На него смотрел кудрявый, как пудель, мальчишка, который напился и, как полный дурак, начал творить фигню на вечеринке у друга. Он пристально вглядывался в каждую линию своего неправильного лица и с трудом верил, что
Робби никого так не боялся, как его. Он не знал в мире страха огромней и уродливей, чем страх перед этим безумцем, который питался его разумом и постоянно пытался выбить его из строя, запугать, сделать невменяемым, бесполезным. Страх, который ждал его в каждом темном углу. Ниточка веры в Бога, во вселенский баланс давала какие-то гарантии, что все то дерьмо, через которое ему приходится ползти и пробираться каждый день – а именно через свои уродливые мысли о себе, через ненависть к отцу и матери, через жалость к собственной слабости, – отмоется, а бесконечные попытки поступать правильно – окупятся. Главное, чтобы эта ниточка не превратилась в петлю, на которой все и закончится. Будет грустно.
Он не хотел жить – да. Это ерунда. Он хотел умереть – да, но это желание не вызывало в нем ничего. Только презрение и смех. Истерический такой, пугающий. Потому что источником ему послужило отчаяние. Робби видел в отражении свою злую улыбку, но также видел и дрожащие нижнюю губу и подбородок. Он чувствовал себя жалким, потому что он даже умереть достойно не мог. Смелости не хватает – причем ни жить, ни умереть. А этот его подростковый бунт, сопротивление – всего лишь ничтожные попытки проявить себя. Но на них-то все и заканчивается. И это тоже было грустно.

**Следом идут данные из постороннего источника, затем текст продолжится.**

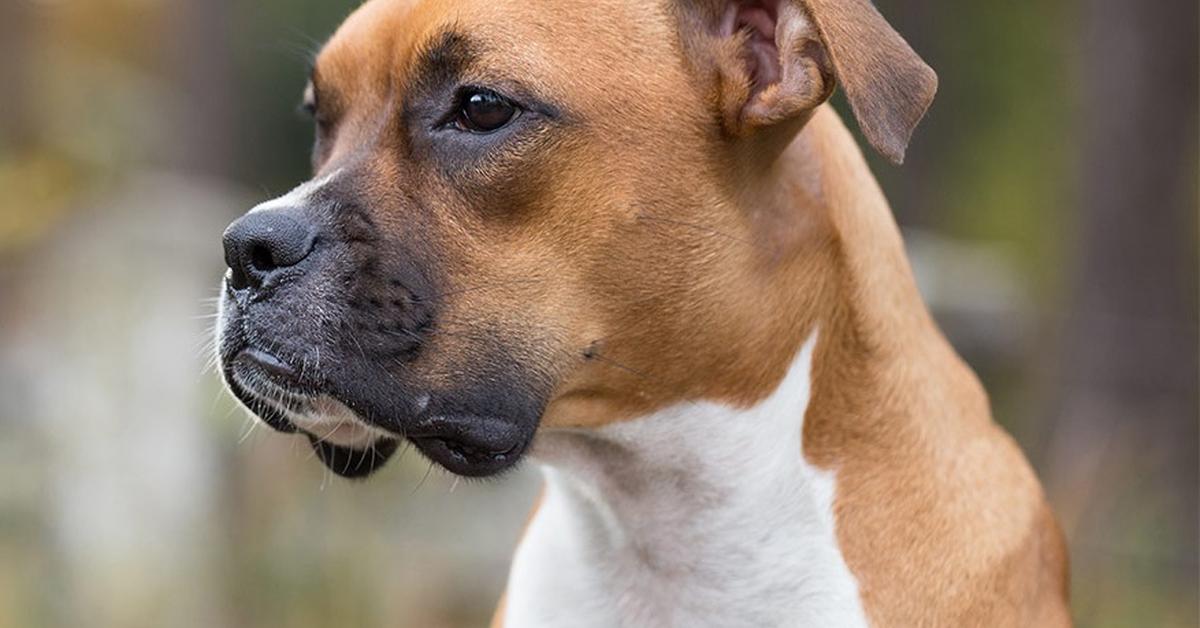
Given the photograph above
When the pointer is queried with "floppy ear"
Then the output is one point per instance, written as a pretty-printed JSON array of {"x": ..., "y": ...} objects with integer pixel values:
[{"x": 779, "y": 59}]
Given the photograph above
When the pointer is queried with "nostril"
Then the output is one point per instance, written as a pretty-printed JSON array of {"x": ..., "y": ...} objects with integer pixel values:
[
  {"x": 263, "y": 243},
  {"x": 262, "y": 258}
]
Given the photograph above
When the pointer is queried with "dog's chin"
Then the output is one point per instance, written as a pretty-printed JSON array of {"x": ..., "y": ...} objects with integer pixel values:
[{"x": 466, "y": 444}]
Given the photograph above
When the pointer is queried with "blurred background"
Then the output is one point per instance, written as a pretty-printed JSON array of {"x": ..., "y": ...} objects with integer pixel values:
[{"x": 1050, "y": 203}]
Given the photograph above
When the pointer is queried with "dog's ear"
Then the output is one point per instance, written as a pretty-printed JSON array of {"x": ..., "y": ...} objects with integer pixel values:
[{"x": 779, "y": 59}]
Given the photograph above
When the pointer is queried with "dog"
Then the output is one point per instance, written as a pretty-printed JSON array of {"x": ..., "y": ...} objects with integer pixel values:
[{"x": 633, "y": 241}]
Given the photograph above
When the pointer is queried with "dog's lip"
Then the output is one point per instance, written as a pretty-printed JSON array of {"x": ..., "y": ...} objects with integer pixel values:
[
  {"x": 469, "y": 444},
  {"x": 264, "y": 375}
]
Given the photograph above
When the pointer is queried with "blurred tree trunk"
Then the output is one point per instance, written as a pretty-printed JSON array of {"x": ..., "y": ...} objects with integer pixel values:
[
  {"x": 1127, "y": 412},
  {"x": 201, "y": 31},
  {"x": 16, "y": 127}
]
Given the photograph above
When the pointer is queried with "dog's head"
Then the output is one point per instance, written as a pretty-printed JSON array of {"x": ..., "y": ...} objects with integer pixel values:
[{"x": 534, "y": 211}]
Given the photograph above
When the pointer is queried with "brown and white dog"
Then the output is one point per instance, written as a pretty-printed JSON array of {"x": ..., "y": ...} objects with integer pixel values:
[{"x": 631, "y": 240}]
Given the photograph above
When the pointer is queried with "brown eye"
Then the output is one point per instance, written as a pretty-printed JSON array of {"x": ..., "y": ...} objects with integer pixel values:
[{"x": 484, "y": 112}]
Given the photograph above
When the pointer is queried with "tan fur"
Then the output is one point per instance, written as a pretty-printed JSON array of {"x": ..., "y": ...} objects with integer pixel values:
[{"x": 640, "y": 256}]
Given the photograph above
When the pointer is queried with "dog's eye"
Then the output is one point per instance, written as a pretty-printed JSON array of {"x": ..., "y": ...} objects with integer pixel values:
[{"x": 485, "y": 111}]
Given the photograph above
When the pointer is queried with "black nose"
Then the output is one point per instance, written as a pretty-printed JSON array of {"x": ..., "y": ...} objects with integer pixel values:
[{"x": 263, "y": 243}]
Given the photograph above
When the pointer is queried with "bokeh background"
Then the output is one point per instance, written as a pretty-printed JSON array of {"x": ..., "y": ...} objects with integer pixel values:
[{"x": 1051, "y": 210}]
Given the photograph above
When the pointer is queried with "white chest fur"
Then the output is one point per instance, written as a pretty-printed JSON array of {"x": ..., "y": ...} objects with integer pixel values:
[{"x": 696, "y": 515}]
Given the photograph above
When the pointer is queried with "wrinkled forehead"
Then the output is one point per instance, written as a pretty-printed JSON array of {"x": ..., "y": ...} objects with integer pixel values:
[{"x": 388, "y": 45}]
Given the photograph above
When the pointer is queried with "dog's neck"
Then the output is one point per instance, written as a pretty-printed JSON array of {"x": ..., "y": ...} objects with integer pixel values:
[
  {"x": 707, "y": 501},
  {"x": 696, "y": 502}
]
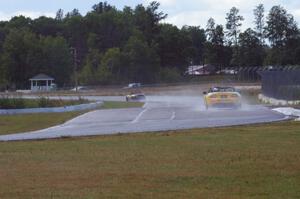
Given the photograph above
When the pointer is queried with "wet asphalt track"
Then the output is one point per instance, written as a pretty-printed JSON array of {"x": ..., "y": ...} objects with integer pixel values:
[{"x": 159, "y": 114}]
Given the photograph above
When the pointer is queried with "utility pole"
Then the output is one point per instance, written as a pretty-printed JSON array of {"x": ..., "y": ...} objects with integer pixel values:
[{"x": 74, "y": 52}]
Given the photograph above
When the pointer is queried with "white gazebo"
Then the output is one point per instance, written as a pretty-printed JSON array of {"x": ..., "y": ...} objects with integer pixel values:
[{"x": 41, "y": 82}]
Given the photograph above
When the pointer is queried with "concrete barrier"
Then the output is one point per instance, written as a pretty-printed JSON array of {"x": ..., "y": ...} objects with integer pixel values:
[{"x": 80, "y": 107}]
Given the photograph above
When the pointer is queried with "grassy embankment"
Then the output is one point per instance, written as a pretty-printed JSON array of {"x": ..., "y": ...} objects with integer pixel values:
[
  {"x": 261, "y": 161},
  {"x": 29, "y": 122}
]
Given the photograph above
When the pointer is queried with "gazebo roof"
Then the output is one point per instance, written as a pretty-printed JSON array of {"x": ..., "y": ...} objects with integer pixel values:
[{"x": 41, "y": 77}]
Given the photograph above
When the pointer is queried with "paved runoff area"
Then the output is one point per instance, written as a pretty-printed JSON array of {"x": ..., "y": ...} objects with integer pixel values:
[{"x": 160, "y": 113}]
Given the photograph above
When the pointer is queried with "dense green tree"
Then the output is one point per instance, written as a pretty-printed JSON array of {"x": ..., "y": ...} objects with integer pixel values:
[
  {"x": 259, "y": 22},
  {"x": 283, "y": 34},
  {"x": 57, "y": 59},
  {"x": 142, "y": 60},
  {"x": 251, "y": 52},
  {"x": 233, "y": 24},
  {"x": 21, "y": 54},
  {"x": 46, "y": 26},
  {"x": 113, "y": 66},
  {"x": 171, "y": 47},
  {"x": 197, "y": 39},
  {"x": 215, "y": 52},
  {"x": 88, "y": 74}
]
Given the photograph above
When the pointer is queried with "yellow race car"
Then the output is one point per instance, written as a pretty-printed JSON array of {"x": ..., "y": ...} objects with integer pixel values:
[{"x": 222, "y": 97}]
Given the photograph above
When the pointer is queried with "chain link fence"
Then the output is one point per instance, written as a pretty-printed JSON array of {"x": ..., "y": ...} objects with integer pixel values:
[{"x": 281, "y": 82}]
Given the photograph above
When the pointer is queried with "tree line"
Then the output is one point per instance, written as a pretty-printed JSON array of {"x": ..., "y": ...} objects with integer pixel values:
[{"x": 134, "y": 45}]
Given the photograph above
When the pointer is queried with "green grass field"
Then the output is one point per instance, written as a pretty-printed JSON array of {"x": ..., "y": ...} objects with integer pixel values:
[
  {"x": 260, "y": 161},
  {"x": 10, "y": 124}
]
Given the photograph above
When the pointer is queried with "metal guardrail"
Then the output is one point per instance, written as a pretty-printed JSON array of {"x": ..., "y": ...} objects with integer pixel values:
[{"x": 80, "y": 107}]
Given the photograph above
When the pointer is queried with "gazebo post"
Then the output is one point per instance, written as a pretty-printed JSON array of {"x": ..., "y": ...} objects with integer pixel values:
[{"x": 31, "y": 84}]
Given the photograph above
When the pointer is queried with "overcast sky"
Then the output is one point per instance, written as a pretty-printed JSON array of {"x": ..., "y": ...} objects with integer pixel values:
[{"x": 180, "y": 12}]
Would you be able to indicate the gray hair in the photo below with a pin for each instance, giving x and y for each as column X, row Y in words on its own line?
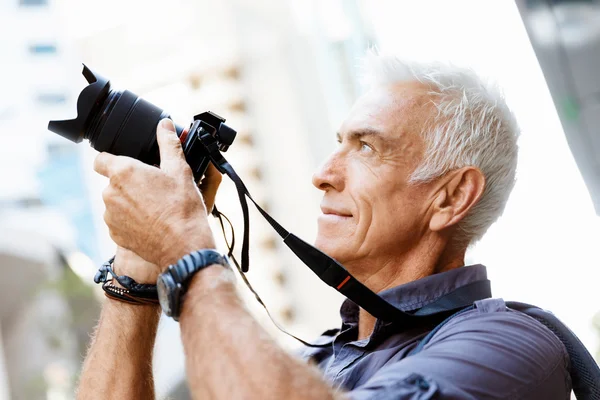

Робби чувствовал внутри себя протест против этого состояния, и к своему несчастью, по знакомому каждому неудачнику закону подлости, вспомнил утренний инцидент. Навязчивые мысли, как приставучие пчелы, начали крутиться вокруг его головы. Робби отворачивался от них, как мог. Но, как это обычно бывает при долгом сопротивлении, в какой-то момент, причем совершенно непредсказуемый, тебе становится все равно. Полностью и совершенно. И в этот момент он снова услышал знакомый голос:
«Все твои слова – пустой звук, потому что строить догадки может каждый, доказать их пригодность – лишь тот, кто знает, о чем говорит. А ты не знаешь. Что может быть хуже, чем медленно и тихо оседающая в собственной душе бесполезность и жалкость? Что может помочь тому, кто уже все для себя решил? И нужно ли спасать таких? Тебя уже не спасешь. Зараза пропитала каждую твою клетку. Болезнь проникла в мозг, и ты уже никогда не сможешь быть нормальным».
Робби, глядя в отражение собственных глаз, видя все и не скрывая ничего, впился пальцами больной руки в окровавленную ладонь и сжал настолько сильно, насколько ненавидел себя. Презирая свои слезы, который лились на протяжении всего времени, презирая крики помощи своего несуразного тела, которое ни в чем не виновато, упиваясь собственной жестокостью… Робби продолжал давить, пока кровь не начала пузыриться и фыркать. Тогда он небрежно стряхнул алые слезы тела на белый кафель, вытер руки и туго перемотал их бинтом – чтобы не раздражало. Потом снова посмотрел в зеркало, поправил несколько взъерошенных прядей и вернулся в толпу, которая никогда не узнает истинной причины его отталкивающих противоречий.